Su elección se deberá, en su caso, a dos electorados distintos: uno, radical y empobrecido, que constituye el voto duro del PRD, y que representa más o menos la mitad del porcentaje probable de votos que Cárdenas alcance. Este sector de la sociedad abriga enormes expectativas en torno al triunfo de su abanderado; las comparte, por cierto, con los millones de mexicanos en los centenares de pueblos visitados por Cárdenas durante los 10 años recién transcurridos. Todos ellos esperan que su líder actúe en consonancia con la infinita cantidad de declaraciones y compromisos cardenistas esgrimidos a lo largo de la década concluida.
El otro electorado del candidato del PRD es por definición cuasipanista: moderado, cauteloso, clasemediero, y ante todo antipriísta. Constituirá la otra mitad de los votantes de Cárdenas, y su magnitud justifica interpretar el hipotético resultado de los comicios del 6 de julio como una derrota del PRI, no como un triunfo de Cárdenas. Lo último que estos votantes quieren es que Cárdenas confirme la imagen que tienen de él: extremista, violento, contradictorio, autoritario. Desean que gobierne como los funcionarios electos del PAN: con honestidad y sin rupturas, ni innovaciones o grandes cambios. Reconciliar las aspiraciones de estos dos electorados, sin desencanto ni demagogia, aparece entonces desde ahora como el reto principal que Cárdenas y su equipo tendrán que enfrentar.

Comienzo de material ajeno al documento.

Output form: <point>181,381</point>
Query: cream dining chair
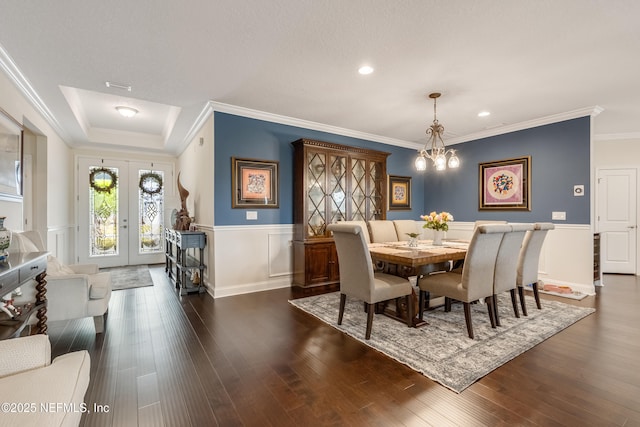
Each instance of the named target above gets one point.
<point>357,278</point>
<point>507,266</point>
<point>404,227</point>
<point>475,282</point>
<point>529,260</point>
<point>382,231</point>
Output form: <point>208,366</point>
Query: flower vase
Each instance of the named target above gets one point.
<point>437,237</point>
<point>5,240</point>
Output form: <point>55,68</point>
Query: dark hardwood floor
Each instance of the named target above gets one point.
<point>255,360</point>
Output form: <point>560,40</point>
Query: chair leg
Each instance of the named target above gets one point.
<point>409,299</point>
<point>467,318</point>
<point>536,295</point>
<point>514,303</point>
<point>98,322</point>
<point>491,310</point>
<point>343,300</point>
<point>369,321</point>
<point>522,303</point>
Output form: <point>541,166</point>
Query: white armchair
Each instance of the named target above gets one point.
<point>73,291</point>
<point>30,382</point>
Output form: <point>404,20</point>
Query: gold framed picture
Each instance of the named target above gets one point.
<point>505,184</point>
<point>399,192</point>
<point>254,183</point>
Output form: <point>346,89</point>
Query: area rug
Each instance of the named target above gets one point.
<point>442,349</point>
<point>132,276</point>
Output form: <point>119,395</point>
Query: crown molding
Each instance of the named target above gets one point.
<point>292,121</point>
<point>554,118</point>
<point>617,136</point>
<point>20,81</point>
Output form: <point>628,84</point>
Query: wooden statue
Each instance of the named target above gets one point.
<point>183,220</point>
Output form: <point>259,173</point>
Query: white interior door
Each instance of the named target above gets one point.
<point>103,212</point>
<point>616,220</point>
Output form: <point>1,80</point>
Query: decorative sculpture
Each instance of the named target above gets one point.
<point>183,220</point>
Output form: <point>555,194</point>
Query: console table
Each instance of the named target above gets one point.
<point>19,269</point>
<point>180,265</point>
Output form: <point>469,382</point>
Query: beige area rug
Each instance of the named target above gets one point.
<point>132,276</point>
<point>442,350</point>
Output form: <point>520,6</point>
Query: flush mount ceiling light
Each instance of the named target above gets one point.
<point>434,148</point>
<point>365,69</point>
<point>126,111</point>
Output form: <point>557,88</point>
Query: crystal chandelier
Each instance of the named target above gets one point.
<point>437,152</point>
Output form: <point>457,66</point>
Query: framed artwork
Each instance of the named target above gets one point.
<point>10,157</point>
<point>254,183</point>
<point>505,184</point>
<point>399,192</point>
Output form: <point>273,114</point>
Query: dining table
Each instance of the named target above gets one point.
<point>423,258</point>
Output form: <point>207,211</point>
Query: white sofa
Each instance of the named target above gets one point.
<point>73,291</point>
<point>37,392</point>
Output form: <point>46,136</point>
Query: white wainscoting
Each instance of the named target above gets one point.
<point>251,258</point>
<point>258,258</point>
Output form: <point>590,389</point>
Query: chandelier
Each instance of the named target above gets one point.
<point>437,152</point>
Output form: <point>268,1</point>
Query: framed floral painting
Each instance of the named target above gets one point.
<point>254,183</point>
<point>399,192</point>
<point>505,184</point>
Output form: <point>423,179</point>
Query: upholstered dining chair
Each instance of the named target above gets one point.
<point>404,227</point>
<point>475,282</point>
<point>507,266</point>
<point>382,231</point>
<point>357,278</point>
<point>363,226</point>
<point>529,260</point>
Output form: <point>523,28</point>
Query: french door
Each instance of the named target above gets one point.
<point>121,211</point>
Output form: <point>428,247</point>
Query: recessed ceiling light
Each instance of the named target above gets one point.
<point>365,69</point>
<point>127,111</point>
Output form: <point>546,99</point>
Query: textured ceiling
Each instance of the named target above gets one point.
<point>520,60</point>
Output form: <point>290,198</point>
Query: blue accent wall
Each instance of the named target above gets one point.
<point>560,159</point>
<point>237,136</point>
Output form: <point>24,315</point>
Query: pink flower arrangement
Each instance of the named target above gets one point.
<point>437,221</point>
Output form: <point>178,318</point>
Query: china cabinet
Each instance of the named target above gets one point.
<point>332,183</point>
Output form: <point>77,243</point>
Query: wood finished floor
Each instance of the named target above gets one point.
<point>255,360</point>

Lo es en todo caso si se considera que el valor simbólico de un triunfo opositor se verá rápidamente rebasado por la calidad de la gestión opositora. Las elecciones recientes en países tan diversos como Francia, El Salvador y Reino Unido, muestran que las fuerzas situadas hacia la izquierda del espectro político, traen el viento en popa, pero también que sus avances dependen de la impresión de competencia y seriedad que han logrado infundirle a la población. Si Cárdenas gana y gobierna bien, contribuirá enormemente a la transición mexicana y al renacimiento de una izquierda latinoamericana moderna. Pero si gana y gobierna mal, podrá hacer abortar la primera, y coadyuvará a enterrar a la segunda. Por ambas razones hay que desearles suerte.
_________________________________________________________
Jorge G. Castañeda es profesor de Relaciones Internacionales de la Universidad Nacional Autónoma de México.